The only question to really ask is, “Do I think it is good for my family to eat chemicals that kill living organisms?” If you answer “yes,” then great — don’t bother with organic foods. If you answer (with some common sense) and agree that anything that kills something that is “alive” can possibly do some harm to an “alive” human being, then you can eat organic foods with a clear mind.

I have spent more than eight years researching and following the organic food discussions, studies and opinions. People really should do some reading and understand the very large impact that they can have on their own lives and the environment with the use of organic foods and non-toxic living methods.

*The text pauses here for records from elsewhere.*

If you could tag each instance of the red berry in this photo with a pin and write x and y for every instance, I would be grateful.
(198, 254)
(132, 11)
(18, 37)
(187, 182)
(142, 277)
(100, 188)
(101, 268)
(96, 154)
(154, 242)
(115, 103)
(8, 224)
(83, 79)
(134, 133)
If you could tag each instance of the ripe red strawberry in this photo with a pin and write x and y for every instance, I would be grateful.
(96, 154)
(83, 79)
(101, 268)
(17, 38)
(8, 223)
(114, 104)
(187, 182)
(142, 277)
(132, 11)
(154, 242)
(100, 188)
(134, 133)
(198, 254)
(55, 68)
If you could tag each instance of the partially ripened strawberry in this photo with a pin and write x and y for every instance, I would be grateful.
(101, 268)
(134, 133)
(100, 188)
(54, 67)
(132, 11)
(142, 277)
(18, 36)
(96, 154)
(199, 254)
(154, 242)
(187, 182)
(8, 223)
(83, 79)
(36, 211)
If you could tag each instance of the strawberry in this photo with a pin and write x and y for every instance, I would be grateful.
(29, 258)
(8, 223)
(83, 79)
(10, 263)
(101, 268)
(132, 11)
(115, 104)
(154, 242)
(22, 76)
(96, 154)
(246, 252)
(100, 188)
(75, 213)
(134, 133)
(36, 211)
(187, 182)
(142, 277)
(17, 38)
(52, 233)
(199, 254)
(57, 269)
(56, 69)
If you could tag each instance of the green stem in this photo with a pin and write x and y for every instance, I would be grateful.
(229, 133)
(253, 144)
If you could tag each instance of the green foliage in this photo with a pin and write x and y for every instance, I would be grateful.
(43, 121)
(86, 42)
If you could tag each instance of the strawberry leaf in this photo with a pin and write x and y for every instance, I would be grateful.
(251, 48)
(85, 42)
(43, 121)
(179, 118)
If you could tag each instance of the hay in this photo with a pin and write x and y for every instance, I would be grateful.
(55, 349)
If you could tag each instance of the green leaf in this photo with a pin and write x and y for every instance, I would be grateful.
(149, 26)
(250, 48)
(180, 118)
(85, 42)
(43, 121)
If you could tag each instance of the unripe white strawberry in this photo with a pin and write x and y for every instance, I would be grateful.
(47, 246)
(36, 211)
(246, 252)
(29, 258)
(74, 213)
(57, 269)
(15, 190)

I agree that it is not practical or possible for most middle-class Americans to eat solely organic foods, but if you take into account the foods that you eat most frequently and change those to organic, especially the foods your children (and anyone with a compromised immune system eat) you could make a large impact on your (and your family’s) health.

I truly cringe when I hear people saying that it won’t make a difference if they buy or use these products. Instead of joining in to help themselves, their children and family in generations to come, they take the easy way out and say there are chemicals everywhere, so why bother? If people used common sense and educated themselves about the issue and maybe thought about the impact they can have in their own lives, the world could become a cleaner place with healthier people.

Children are at greatest risk when it comes to pesticide and chemical exposure. Consider that alone when you are afraid to give up the cost of a cup of coffee a day to feed your child some organic foods.




  1. “Is organic food inherently better for you? Or is the difference negligible?”

    That’s a difficult question to answer because it’s not just about whether it’s better for you. There are other issues around the subject of eating organic that covers a whole range of subjects such as the support of ‘free range’ animals, intensive farming methods, protecting the environment and our land. It is not just whether it is better for us but is it better for the world we live in.

    How can something grown naturally, without interference from chemicals, possibly be worse for you?